Monday, September 13, 2010

Roaming the world at will

A friend sent me a poem recently that resonated strongly with the way I often feel. It's quite sad, yet simultaneously heroic.

The Men Who Don't Fit In
by Robert W. Service

There's a race of men that don't fit in,
A race that can't stay still;
So they break the hearts of kith and kin,
And they roam the world at will.
They range the field and they rove the flood,
And they climb the mountain's crest;
Theirs is the curse of the gypsy blood,
And they don't know how to rest.

If they just went straight they might go far;
They are strong and brave and true;
But they're always tired of the things that are,
And they want the strange and new.
They say: "Could I find my proper groove,
What a deep mark I would make!"
So they chop and change, and each fresh move
Is only a fresh mistake.

And each forgets, as he strips and runs
With a brilliant, fitful pace,
It's the steady, quiet, plodding ones
Who win in the lifelong race.
And each forgets that his youth has fled,
Forgets that his prime is past,
Till he stands one day, with a hope that's dead,
In the glare of the truth at last.

He has failed, he has failed; he has missed his chance;
He has just done things by half.
Life's been a jolly good joke on him,
And now is the time to laugh.
Ha, ha! He is one of the Legion Lost;
He was never meant to win;
He's a rolling stone, and it's bred in the bone;
He's a man who won't fit in.



Everyone who resists or shuns the path in life prescribed for them by a society built on status, power, progress, and materialism will inevitably feel as if they "don't fit in" whenever they come back into contact with that culture. Money has a loud voice. But it's not the only voice that matters, and it's easy to forget that in a society where we are increasingly disconnected from the things that make life worth living.
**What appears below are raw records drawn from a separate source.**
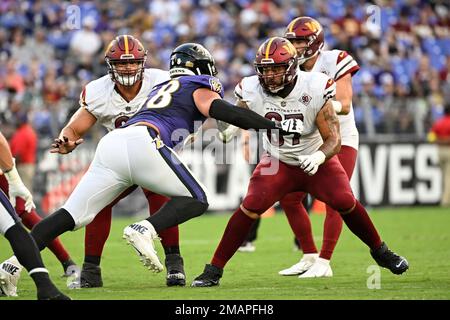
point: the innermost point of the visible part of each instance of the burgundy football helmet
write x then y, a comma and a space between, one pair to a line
309, 30
122, 51
276, 64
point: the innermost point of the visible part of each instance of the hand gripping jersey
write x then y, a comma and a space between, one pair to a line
310, 93
170, 107
336, 64
100, 98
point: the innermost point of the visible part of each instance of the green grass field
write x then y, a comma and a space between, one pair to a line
420, 234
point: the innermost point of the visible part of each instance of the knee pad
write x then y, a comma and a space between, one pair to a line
256, 204
51, 227
343, 202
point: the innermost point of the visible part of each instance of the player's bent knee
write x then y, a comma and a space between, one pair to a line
249, 213
256, 204
51, 227
343, 202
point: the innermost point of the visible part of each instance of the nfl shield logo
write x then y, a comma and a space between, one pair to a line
305, 99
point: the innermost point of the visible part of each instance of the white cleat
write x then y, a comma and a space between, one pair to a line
302, 266
320, 269
9, 277
140, 235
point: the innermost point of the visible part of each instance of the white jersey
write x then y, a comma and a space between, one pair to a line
111, 110
310, 93
336, 64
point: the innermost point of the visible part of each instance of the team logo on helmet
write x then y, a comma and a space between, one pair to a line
215, 85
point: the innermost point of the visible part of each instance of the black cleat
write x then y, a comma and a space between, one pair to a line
209, 278
175, 270
388, 259
91, 276
70, 268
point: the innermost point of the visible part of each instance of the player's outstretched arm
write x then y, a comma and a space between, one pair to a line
16, 186
211, 105
6, 160
71, 135
328, 124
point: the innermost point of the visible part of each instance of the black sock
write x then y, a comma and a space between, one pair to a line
176, 211
51, 227
24, 247
93, 260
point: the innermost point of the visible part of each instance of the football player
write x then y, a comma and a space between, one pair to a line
20, 240
307, 36
142, 154
307, 162
110, 101
30, 218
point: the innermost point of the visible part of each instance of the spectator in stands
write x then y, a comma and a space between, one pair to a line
440, 134
24, 147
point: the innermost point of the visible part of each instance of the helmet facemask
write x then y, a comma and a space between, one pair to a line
123, 73
274, 77
307, 52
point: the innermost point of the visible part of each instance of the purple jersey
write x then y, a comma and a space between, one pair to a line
170, 107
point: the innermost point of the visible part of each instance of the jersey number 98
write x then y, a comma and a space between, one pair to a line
163, 97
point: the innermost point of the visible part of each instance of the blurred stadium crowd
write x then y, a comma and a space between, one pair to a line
50, 49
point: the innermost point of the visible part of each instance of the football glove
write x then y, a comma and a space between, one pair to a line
18, 189
64, 145
310, 163
226, 131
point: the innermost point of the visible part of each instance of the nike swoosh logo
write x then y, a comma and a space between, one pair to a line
399, 264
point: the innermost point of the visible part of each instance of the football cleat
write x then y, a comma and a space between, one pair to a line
175, 270
247, 247
140, 236
90, 277
209, 278
9, 277
390, 260
302, 266
70, 269
321, 268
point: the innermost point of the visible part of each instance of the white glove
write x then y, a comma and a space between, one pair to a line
292, 126
18, 189
310, 163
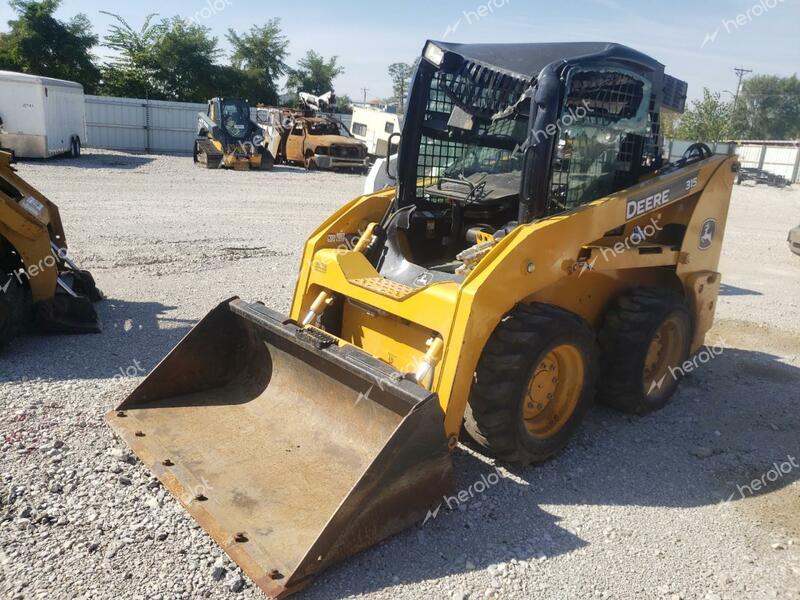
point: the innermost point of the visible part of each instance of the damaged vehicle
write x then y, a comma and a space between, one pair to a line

This line especially makes my bones cringe:
And each forgets, as he strips and runs
With a brilliant, fitful pace,
It's the steady, quiet, plodding ones
Who win in the lifelong race.
There is definitely an increasingly big part of me that wants to settle down, start a family, an help to build an honest community based on fairness and sustainability. But never does that image involve me being a "steady, quiet, plodding one."
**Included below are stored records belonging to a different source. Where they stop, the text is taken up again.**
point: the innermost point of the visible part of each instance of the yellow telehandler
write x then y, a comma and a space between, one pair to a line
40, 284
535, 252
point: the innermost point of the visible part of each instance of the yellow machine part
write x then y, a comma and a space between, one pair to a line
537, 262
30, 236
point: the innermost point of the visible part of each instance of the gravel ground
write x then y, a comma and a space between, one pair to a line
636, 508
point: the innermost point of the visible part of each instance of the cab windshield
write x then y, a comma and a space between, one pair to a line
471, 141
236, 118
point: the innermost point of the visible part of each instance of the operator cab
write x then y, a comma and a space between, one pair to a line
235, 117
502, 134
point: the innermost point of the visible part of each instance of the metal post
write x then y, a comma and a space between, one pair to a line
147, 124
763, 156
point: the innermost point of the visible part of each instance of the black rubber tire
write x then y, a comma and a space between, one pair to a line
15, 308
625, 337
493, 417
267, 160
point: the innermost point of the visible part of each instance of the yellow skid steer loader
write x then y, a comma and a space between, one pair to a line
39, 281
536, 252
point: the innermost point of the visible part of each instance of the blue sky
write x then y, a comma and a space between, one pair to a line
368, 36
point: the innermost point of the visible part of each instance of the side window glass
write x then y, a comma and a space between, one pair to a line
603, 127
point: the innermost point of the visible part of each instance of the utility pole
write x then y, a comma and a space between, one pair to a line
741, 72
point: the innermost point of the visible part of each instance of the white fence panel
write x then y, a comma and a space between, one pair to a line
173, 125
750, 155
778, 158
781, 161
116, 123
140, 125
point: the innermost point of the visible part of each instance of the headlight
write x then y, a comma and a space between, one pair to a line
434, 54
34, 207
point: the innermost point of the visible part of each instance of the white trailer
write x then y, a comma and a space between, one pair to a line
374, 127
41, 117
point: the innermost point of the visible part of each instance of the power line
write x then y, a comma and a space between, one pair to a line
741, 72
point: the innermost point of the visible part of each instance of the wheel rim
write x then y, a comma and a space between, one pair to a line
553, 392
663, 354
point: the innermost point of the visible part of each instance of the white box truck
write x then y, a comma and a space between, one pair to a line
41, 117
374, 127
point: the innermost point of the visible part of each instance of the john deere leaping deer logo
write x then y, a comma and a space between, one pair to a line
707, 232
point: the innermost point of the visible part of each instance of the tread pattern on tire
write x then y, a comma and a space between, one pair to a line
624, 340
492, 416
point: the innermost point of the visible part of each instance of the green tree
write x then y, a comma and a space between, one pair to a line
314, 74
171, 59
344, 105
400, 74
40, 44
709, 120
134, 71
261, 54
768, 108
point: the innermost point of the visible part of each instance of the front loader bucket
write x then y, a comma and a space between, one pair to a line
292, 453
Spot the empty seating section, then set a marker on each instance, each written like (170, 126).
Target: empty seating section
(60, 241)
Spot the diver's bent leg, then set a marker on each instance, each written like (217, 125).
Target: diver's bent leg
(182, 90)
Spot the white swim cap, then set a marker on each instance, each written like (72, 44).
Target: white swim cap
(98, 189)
For me, "winning" is building fulfilling relationships, trying new things, experiencing everything life has to offer - gain and loss, success AND failure - without fear or judgment.

2 comments :

  1. Anonymous4:19 AM

    Thank you! There are more of me out there.

    ReplyDelete
  2. It depends on how you define "winning". Living life by someone else's rules and squelching ones own desires for those of the culture, is not winning in my book.